Charleston Laboratories, and Daiichi Sankyo has confirmed that the US Food and Drug Administration (FDA) has issued a Complete Response Letter (CRL) regarding the New Drug Application (NDA) for CL-108 (hydrocodone, acetaminophen, promethazine), an investigational treatment for the management of pain severe enough to require an opioid analgesic while preventing or reducing the associated opioid-induced nausea and vomiting when alternative treatments for pain are inadequate.

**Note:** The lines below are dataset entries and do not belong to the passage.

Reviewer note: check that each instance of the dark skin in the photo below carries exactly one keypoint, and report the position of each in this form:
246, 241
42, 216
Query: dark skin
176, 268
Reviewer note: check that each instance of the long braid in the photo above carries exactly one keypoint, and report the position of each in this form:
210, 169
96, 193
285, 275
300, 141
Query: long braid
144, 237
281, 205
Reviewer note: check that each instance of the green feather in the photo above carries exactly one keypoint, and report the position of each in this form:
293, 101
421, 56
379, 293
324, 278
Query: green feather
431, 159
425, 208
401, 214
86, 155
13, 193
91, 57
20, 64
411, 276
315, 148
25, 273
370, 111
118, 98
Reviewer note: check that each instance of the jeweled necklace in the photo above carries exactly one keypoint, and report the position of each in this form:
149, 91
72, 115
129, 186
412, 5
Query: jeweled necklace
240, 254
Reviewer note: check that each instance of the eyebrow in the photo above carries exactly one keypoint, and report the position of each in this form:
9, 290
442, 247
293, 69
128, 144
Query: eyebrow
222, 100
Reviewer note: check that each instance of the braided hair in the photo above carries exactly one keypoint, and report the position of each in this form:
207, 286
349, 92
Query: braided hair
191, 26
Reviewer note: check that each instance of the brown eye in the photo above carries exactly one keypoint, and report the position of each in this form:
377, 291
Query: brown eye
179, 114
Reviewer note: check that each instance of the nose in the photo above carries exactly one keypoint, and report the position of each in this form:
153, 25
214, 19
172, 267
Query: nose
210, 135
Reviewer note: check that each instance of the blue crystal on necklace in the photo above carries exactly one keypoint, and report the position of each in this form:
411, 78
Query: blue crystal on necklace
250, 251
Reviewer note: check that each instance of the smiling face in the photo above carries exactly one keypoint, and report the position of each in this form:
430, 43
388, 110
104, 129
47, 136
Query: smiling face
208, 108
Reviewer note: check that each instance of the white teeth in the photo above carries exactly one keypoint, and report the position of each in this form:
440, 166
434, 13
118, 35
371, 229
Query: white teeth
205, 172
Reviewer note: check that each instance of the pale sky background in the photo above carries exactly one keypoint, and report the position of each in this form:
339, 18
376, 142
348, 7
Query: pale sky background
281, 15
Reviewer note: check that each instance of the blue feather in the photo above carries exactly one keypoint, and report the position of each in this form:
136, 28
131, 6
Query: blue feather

The CRL stated that the NDA in its present form was not approved and provided guidance on information needed to resolve matters identified. Charleston Laboratories, and Daiichi Sankyo, intend to work closely with the FDA to address the points raised in this action.
Charleston Laboratories, Inc. is a privately held, specialty pharmaceutical company focused on the research and development of novel pain products that prevent the burdensome side effects related to opioid analgesics and other products. In August 2014, Charleston Laboratories, Inc. and Daiichi Sankyo, Inc. entered into a strategic collaboration for the development and commercialization for the US of hydrocodone combination products, including CL-108.
Daiichi Sankyo Group is dedicated to the creation and supply of innovative pharmaceutical products to address diversified, unmet medical needs of patients in both mature and emerging markets.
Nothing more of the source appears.